The 2002 science fiction neo-noir film Minority Report featured numerous fictional future technologies, which have proven prescient based on developments around the world. Before the film's production began, director Steven Spielberg invited fifteen experts to think about technologies that would be developed by 2054, the setting of the film.

After E.T., Spielberg started to consult experts, and put more scientific research into his films.
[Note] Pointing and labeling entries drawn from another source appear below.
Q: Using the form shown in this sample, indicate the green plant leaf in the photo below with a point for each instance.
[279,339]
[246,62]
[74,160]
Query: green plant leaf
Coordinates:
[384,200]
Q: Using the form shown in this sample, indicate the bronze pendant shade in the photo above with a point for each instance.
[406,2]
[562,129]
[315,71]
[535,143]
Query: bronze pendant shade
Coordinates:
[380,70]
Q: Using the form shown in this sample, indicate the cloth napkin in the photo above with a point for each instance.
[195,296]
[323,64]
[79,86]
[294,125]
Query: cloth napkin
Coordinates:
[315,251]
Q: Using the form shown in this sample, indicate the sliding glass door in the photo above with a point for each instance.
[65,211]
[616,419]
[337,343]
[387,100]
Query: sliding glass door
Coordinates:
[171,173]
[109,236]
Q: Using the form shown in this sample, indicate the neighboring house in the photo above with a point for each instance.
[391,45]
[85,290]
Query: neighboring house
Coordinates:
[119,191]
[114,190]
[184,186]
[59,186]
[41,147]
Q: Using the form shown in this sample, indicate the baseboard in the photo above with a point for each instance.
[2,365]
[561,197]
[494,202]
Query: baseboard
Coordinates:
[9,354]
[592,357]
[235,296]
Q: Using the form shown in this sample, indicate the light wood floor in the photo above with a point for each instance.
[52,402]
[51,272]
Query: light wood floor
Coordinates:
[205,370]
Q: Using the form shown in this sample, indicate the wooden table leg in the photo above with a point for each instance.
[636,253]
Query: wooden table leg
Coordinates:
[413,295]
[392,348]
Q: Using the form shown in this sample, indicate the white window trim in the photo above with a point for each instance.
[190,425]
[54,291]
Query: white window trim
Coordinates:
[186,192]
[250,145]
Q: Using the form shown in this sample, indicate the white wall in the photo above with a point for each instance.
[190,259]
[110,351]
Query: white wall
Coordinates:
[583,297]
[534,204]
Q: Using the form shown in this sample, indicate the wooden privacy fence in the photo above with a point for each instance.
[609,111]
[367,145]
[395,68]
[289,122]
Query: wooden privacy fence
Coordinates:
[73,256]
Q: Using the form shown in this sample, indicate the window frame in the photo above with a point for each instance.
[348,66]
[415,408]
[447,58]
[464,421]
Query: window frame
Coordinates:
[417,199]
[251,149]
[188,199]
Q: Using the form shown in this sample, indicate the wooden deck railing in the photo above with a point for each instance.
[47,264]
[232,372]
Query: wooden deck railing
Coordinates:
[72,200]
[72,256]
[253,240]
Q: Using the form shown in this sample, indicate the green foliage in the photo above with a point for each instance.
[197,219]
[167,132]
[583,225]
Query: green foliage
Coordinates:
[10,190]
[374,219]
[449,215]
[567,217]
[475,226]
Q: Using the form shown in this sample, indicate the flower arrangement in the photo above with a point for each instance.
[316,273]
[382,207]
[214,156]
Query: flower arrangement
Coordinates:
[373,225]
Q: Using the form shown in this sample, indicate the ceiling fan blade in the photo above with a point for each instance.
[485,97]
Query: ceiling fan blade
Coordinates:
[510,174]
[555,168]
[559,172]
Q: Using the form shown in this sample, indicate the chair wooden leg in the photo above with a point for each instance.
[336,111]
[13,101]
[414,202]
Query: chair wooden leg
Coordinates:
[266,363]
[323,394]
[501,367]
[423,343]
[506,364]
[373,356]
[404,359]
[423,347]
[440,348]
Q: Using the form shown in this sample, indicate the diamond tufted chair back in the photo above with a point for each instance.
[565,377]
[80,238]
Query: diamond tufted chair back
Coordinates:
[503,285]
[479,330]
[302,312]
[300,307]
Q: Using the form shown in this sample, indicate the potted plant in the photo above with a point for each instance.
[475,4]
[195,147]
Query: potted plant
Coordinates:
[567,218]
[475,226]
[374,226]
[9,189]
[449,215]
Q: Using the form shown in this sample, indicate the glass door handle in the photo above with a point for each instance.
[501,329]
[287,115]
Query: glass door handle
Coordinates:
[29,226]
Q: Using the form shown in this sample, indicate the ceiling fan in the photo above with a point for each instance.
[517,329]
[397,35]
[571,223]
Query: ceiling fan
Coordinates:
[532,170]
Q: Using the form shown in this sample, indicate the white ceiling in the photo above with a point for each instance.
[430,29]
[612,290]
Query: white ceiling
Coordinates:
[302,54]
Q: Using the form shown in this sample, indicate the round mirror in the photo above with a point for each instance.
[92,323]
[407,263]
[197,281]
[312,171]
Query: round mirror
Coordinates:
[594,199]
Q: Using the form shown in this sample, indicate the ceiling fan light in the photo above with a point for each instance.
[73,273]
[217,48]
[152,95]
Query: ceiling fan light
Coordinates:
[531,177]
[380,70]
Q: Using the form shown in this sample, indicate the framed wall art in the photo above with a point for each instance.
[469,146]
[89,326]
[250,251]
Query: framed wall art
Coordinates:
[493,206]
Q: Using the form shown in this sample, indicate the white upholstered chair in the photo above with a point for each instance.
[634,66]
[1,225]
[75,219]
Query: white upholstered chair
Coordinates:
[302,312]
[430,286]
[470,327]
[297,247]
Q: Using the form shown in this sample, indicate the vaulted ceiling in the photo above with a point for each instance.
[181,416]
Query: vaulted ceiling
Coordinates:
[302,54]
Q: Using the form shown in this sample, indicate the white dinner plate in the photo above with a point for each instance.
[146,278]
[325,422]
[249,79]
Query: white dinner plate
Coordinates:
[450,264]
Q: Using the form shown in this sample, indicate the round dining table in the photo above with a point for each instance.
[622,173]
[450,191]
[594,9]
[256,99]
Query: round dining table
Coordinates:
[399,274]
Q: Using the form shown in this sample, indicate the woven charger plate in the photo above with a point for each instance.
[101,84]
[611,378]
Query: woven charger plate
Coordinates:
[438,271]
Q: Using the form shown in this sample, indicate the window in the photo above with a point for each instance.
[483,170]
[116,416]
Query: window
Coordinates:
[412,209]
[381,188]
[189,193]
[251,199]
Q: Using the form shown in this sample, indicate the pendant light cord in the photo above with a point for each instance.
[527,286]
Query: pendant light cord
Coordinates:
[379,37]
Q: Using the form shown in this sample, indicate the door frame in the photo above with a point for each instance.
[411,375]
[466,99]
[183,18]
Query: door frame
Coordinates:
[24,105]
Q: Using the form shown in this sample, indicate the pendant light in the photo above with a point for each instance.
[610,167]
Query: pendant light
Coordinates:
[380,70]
In 1999, he invited fifteen experts convened by the Global Business Network, its chairman, Peter Schwartz, and its co-founder Stewart Brand to a hotel in Santa Monica, California for a three-day "think tank". He also invited journalist Joel Garreau to cover the event. He wanted to consult with the group to create a plausible "future reality" for the year 2054 as opposed to a more traditional "science fiction" setting. Dubbed the "think tank summit", the experts included architect Peter Calthorpe, Douglas Coupland, computer scientist Neil Gershenfeld, biomedical researcher Shaun Jones, computer scientist Jaron Lanier, and former Massachusetts Institute of Technology (MIT) architecture dean William J. Mitchell.Production Designer Alex McDowell kept what was nicknamed the "2054 bible", an 80-page guide created in preproduction which listed all the decided upon aspects of the future world: architectural, socio-economical, political, and technological. While the discussions did not change key elements in the film's action sequences, they were influential in the creation of some of the more utopian aspects of the film, though John Underkoffler, the science and technology advisor for the film, described it as "much grayer and more ambiguous" than what was envisioned in 1999. John Underkoffler, who designed most of Anderton's interface after Spielberg told him to make it like "conducting an orchestra," said "it would be hard to identify anything [in the movie] that had no grounding in reality." McDowell teamed up with architect Greg Lynn to work on some of the technical aspects of the production design. McDowell said that "[a] lot of those things Alex cooked up for Minority Report, like the 3-D screens, have become real."